Wednesday, 14 June 2023

Ceisteanna - Questions

Cabinet Committees

1:27 pm

Photo of Mary Lou McDonaldMary Lou McDonald (Dublin Central, Sinn Fein) | Oireachtas source

It has been reported HSE board members were told the health service needs to recruit nearly 12,000 full-time staff this year but expects to recruit only half that number. Government research tells us job-stay rates are greater in the public and Civil Service when compared with the private sector, yet one in ten staff left the HSE last year to retire or emigrate, and the job churn continues to increase. Despite this, it is only now that senior managers are considering the introduction of exit surveys to understand that phenomenon.

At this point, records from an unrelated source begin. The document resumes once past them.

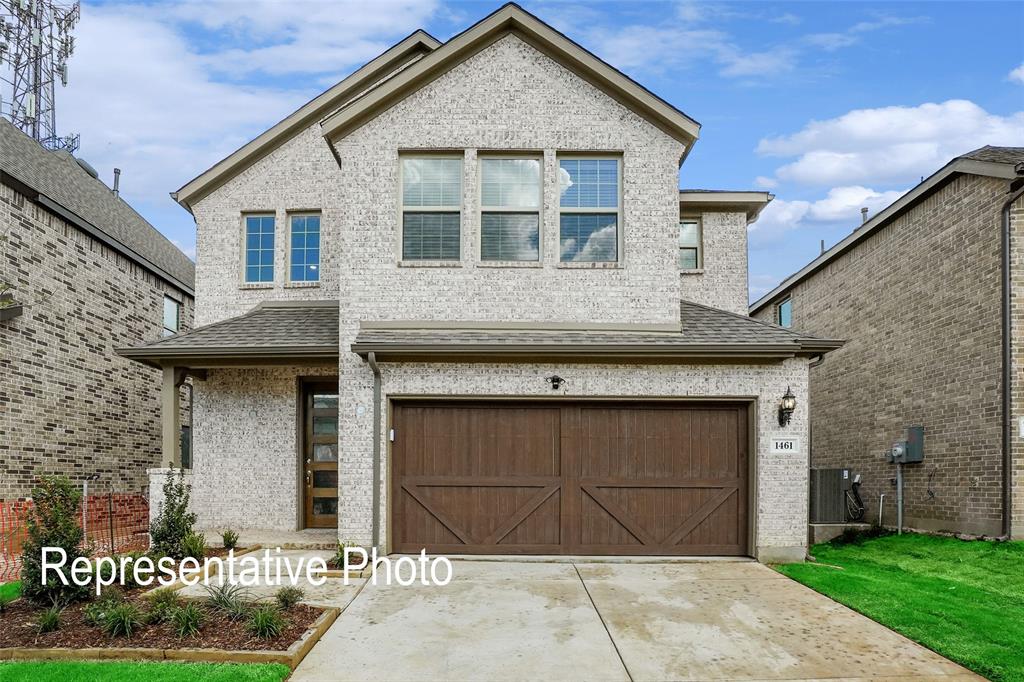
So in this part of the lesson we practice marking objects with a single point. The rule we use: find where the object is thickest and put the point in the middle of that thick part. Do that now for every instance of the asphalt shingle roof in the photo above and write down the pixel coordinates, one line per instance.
(998, 155)
(62, 180)
(269, 329)
(311, 329)
(702, 327)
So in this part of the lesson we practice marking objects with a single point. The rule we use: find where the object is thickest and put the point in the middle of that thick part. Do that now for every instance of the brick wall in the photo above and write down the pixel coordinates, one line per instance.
(68, 403)
(1017, 385)
(919, 303)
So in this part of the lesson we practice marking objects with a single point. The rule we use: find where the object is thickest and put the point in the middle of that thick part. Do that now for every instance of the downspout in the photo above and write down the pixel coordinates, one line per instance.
(1016, 190)
(376, 497)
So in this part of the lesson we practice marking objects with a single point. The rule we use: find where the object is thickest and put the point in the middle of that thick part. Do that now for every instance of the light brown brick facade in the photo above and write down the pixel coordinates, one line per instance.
(68, 403)
(919, 303)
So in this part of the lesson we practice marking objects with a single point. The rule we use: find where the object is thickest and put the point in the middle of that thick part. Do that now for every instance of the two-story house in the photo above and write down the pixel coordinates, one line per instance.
(928, 294)
(81, 272)
(458, 302)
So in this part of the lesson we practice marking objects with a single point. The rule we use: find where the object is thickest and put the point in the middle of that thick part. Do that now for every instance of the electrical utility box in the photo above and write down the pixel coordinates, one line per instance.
(909, 451)
(828, 488)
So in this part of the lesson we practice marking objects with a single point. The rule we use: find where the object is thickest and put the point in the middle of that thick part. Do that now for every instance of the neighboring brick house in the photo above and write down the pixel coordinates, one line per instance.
(916, 292)
(90, 274)
(458, 302)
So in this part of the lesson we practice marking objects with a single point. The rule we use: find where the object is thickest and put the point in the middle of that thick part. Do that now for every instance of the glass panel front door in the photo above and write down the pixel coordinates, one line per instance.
(320, 455)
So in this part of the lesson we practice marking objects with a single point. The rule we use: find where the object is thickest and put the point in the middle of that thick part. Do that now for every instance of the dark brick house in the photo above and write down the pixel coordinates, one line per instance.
(85, 273)
(918, 293)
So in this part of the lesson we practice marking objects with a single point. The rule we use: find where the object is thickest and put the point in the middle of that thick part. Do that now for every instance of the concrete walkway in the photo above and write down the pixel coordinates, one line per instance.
(515, 621)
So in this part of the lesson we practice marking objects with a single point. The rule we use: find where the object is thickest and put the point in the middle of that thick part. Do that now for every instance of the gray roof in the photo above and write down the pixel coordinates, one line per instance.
(706, 332)
(997, 155)
(272, 330)
(308, 331)
(67, 187)
(990, 161)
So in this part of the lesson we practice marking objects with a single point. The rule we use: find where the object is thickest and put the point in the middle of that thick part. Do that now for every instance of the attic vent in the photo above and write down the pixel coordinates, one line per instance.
(87, 168)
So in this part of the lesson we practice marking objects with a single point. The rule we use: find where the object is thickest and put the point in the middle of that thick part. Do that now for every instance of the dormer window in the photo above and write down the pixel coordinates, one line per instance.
(590, 220)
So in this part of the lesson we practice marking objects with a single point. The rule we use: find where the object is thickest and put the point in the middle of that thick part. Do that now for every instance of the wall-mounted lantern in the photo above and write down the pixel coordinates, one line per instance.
(785, 407)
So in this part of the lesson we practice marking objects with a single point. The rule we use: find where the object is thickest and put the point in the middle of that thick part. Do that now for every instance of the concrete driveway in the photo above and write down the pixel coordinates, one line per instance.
(672, 621)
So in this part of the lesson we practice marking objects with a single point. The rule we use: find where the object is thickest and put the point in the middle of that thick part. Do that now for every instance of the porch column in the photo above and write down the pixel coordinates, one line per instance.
(170, 418)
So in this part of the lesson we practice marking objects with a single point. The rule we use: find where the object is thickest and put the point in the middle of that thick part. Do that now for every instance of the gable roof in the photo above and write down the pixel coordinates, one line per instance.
(56, 181)
(369, 76)
(283, 331)
(996, 162)
(541, 36)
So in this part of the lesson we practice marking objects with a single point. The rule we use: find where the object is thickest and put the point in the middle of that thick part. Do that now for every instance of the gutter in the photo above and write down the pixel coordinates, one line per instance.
(1016, 189)
(376, 523)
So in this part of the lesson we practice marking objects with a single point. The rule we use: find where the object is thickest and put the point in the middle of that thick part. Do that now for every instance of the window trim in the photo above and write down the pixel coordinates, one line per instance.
(620, 159)
(245, 283)
(400, 203)
(289, 282)
(699, 220)
(480, 209)
(778, 312)
(166, 331)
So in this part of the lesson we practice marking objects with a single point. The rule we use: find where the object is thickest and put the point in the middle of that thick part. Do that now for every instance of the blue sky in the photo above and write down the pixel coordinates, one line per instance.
(830, 105)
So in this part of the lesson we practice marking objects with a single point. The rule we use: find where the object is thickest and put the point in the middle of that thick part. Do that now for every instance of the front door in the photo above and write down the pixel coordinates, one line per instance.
(320, 454)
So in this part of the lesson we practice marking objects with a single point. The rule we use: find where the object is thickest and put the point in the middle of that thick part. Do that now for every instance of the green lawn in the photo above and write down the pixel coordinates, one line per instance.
(963, 599)
(45, 671)
(11, 589)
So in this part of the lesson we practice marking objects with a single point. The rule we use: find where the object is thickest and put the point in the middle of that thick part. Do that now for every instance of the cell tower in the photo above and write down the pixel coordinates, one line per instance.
(35, 44)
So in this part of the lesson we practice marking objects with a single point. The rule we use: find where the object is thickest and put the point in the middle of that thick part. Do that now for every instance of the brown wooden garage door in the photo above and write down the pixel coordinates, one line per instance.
(583, 478)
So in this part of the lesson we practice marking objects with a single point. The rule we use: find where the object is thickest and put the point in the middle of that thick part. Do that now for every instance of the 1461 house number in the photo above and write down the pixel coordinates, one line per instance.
(782, 445)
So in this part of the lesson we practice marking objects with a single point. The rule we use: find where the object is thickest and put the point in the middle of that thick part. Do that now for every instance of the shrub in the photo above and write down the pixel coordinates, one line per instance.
(289, 596)
(174, 521)
(49, 620)
(162, 604)
(265, 622)
(194, 545)
(231, 599)
(186, 620)
(122, 620)
(230, 539)
(53, 522)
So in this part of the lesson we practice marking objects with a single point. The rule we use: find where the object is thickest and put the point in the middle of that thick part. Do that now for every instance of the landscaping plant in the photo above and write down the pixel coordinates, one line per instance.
(265, 622)
(230, 539)
(122, 620)
(194, 545)
(162, 603)
(49, 620)
(289, 596)
(231, 599)
(174, 522)
(186, 620)
(52, 522)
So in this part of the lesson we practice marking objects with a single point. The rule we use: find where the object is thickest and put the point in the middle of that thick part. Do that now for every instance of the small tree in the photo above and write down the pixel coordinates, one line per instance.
(53, 522)
(174, 522)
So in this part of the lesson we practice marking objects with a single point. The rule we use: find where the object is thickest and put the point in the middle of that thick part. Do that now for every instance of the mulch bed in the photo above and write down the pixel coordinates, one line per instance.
(18, 628)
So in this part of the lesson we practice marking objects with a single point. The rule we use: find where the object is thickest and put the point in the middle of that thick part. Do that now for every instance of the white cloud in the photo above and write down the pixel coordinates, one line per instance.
(841, 206)
(890, 144)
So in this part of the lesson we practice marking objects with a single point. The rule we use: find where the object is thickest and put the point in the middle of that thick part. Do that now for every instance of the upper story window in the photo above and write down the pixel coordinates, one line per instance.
(304, 248)
(784, 312)
(259, 248)
(591, 213)
(510, 209)
(431, 208)
(690, 244)
(172, 316)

As the Taoiseach knows, mental health disability service managers across the community healthcare organisation, CHO, areas openly tell us they do not have the staff needed, which leaves teams operating at partial capacity and people without services. Staff shortages in the health service extend to GP practice nurses, healthcare assistants, consultants, health and social care workers and all the professions. The evidence is that all Government parties have failed over the past 20 years to develop a workforce plan to train, recruit and retain enough healthcare workers to staff the health service safely. In the absence of this staff, the Government can make whatever announcements it wants or set out whatever plans it has, but it has no ability to deliver them. Where is the Government's comprehensive ten-year workforce planning strategy for the health system? Is the Taoiseach taking an active role in ensuring such a strategy is devised and delivered?